Tuesday, October 31, 2006

Street Patrol in the Castro, early 90s

In the early 90s I was a member of Queer Nation, an activist organization which organized each chapter in small grops called focus groups. These were formed ad hoc around slices of identity or around a particular issue or function, and they tended to be named with humorous acronyms. The women's group was called LABIA, which stood, I think, for Lesbians And Bisexuals In Action; a group meant to welcome new members to QN was called WINQ, Welcoming In New Queers. Groups were also formed for specific purposes; it was on this date 16 years ago that GHOST, or Grand Homosexual Outrage against Sickening Televangelists, led a protest against televangelist Larry Lea, who had vowed to "exorcise the demons" from San Francisco on Halloween night. (Read more news articles about the Larry Lea protest.)

After a series of gay bashings in the Castro, someone formed a Guardian Angels-like safety patrol called DORIS SQUASH which was later renamed simply the Street Patrol. (A history of the Street Patrol is on the GLBT History website; I also published an article in Frighten the Horses in Spring 1991 by Street Patrol "queen" Ellen Twiname.)

One of the big weekends of the year for the Street Patrol was Halloween, when hundreds of thousands of revelers pack a few blocks in the Castro District for a disorganized street party. Due to the event's fame, people come from all over the region to gawk at costumed revelers; people also come from all over to bash gay people. Also, the later it gets, the drunker the crowd gets. So there's a large police presence, but since the police and the gay community have always had a distrustful relationship, the police prefer to stay on the edges. This meant that the only people doing security inside the event itself were the Street Patrol.

I was in the Street Patrol from fall 1990 until sometime in late 1992 or early 1993, and this was a way for me to attend Castro Halloween without having to dress in costume (though the SP did have a uniform of sorts: a Street Patrol t-shirt, usually worn with a leather jacket, and a fuscia beret). About a dozen of us marched two-by-two through the party, and especially around the edges where bashers might target a lone pedestrian, from about 9 pm until the last stragglers had departed -- way after 3 a.m. It was crowded, exciting, exhausting and, as it got later and later and the number of drunks grew larger and drunker, a pain in the ass.

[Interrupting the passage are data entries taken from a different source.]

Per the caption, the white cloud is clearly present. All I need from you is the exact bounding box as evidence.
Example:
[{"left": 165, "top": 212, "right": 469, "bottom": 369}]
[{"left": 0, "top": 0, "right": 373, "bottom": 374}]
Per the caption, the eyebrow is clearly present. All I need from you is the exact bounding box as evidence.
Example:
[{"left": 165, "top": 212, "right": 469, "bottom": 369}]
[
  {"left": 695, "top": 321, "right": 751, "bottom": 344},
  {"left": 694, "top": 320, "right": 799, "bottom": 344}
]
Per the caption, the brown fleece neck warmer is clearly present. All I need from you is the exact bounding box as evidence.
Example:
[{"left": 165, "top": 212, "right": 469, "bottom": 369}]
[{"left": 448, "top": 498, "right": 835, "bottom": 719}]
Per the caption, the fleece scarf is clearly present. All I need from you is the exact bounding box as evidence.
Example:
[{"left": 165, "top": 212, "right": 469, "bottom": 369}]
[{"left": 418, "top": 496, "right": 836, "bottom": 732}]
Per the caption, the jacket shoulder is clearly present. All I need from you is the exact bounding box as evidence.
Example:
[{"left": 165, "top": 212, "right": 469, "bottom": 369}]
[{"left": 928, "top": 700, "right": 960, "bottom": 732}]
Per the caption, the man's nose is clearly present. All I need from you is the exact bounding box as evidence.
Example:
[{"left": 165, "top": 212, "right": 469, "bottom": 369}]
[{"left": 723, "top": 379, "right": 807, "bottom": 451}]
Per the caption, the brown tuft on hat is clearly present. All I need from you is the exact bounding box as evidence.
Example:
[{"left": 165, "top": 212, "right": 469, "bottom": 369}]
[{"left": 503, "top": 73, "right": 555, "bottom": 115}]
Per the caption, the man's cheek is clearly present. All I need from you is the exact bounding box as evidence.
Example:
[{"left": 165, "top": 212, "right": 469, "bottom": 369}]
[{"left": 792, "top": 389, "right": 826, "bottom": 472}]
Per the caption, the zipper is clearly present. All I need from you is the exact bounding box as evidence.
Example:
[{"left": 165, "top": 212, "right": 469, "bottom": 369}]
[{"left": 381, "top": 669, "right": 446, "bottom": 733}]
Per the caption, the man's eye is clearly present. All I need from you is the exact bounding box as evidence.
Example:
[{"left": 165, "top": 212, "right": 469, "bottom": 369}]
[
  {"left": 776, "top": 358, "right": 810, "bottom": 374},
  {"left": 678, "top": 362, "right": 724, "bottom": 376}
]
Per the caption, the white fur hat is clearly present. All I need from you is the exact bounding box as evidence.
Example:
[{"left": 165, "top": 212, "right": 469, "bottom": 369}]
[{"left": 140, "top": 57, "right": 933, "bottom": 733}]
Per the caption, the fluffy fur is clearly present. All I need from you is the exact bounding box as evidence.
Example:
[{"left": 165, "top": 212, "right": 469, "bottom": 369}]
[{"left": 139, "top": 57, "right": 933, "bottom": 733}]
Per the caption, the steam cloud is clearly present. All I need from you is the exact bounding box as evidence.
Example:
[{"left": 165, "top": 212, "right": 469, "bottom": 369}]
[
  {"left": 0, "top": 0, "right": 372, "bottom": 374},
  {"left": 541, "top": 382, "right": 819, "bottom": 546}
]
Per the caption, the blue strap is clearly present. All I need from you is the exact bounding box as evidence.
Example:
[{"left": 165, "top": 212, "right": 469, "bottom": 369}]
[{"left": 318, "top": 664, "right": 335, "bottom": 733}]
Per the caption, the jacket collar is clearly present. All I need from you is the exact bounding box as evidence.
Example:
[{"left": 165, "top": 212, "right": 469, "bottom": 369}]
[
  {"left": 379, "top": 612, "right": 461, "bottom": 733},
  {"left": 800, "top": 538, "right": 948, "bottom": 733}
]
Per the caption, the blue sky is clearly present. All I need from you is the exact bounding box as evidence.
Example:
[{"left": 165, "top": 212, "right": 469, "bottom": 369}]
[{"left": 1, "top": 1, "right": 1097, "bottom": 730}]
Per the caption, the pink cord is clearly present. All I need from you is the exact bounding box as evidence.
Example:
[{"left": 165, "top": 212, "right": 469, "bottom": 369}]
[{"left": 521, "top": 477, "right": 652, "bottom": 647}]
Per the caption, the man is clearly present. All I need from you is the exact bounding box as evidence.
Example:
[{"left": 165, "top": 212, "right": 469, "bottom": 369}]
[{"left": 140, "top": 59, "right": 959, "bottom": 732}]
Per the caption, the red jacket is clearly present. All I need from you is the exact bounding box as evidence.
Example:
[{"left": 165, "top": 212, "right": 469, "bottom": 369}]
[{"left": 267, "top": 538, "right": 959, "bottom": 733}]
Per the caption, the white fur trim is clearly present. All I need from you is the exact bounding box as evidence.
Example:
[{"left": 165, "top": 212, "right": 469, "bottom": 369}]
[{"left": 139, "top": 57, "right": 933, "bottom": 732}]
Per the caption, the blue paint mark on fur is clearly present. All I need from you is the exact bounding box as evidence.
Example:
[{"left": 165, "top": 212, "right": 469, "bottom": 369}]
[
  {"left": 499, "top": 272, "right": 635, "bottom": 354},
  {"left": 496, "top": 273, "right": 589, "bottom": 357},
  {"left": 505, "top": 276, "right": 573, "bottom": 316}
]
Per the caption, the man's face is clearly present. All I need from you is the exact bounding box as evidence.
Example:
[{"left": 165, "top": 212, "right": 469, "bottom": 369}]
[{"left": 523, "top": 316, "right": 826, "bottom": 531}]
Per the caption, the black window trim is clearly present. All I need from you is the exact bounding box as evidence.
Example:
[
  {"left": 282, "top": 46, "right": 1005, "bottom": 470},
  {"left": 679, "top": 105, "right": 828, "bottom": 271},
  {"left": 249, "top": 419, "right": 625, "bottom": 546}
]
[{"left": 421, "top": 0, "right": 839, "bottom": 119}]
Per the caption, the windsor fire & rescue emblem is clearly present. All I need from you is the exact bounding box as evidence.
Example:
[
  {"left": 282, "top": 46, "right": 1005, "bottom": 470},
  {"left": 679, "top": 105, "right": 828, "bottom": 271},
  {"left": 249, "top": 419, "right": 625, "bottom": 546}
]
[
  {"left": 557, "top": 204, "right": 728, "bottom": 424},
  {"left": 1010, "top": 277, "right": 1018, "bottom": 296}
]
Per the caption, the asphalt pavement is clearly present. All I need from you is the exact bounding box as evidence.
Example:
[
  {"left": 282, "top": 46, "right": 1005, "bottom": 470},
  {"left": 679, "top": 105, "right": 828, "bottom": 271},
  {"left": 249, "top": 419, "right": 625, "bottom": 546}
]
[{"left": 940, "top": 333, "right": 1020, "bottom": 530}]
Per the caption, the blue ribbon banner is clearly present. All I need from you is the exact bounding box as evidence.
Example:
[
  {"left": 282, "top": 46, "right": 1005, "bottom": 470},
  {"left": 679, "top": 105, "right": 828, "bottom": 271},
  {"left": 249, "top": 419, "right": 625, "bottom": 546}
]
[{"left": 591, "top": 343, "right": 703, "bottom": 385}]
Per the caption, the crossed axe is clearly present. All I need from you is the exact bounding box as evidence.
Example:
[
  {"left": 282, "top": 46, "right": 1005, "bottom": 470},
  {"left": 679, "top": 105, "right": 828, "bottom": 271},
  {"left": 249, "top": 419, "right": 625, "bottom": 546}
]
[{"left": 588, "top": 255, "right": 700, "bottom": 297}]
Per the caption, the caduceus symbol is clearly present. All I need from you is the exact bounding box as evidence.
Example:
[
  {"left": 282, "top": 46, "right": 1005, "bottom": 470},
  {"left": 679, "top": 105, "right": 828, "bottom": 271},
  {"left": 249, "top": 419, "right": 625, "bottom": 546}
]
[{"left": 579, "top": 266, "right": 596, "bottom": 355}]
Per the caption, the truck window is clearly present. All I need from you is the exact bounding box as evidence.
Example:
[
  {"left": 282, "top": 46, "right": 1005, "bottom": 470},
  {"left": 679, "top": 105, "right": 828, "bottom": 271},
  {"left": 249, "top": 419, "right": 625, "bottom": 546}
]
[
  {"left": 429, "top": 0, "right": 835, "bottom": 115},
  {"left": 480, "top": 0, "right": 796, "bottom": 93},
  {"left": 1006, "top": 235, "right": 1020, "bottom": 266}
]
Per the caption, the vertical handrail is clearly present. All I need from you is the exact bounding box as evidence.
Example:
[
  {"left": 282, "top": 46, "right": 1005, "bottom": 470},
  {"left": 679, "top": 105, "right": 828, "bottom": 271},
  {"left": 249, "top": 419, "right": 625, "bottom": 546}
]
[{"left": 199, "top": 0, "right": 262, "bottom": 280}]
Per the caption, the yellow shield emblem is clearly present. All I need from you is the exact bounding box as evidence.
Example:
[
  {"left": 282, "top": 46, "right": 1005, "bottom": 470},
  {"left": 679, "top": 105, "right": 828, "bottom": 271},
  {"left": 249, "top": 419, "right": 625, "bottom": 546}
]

I remember one exciting moment when we did apprehend a psychopath who was brandishing what turned out to be a screwdriver. But to tell you the truth, most of the protecting we did was protecting the drunks from themselves or each other. They would get in stupid fights -- it wasn't gay-bashing so much as two or three drunken queers jabbing at each other -- and we would break the fights up. I also like to think that our presence discouraged some gay bashing.

In 1991 the CBS show 48 Hours sent a camera crew along with us, and we were in a show on neighborhood safety in spring 1992.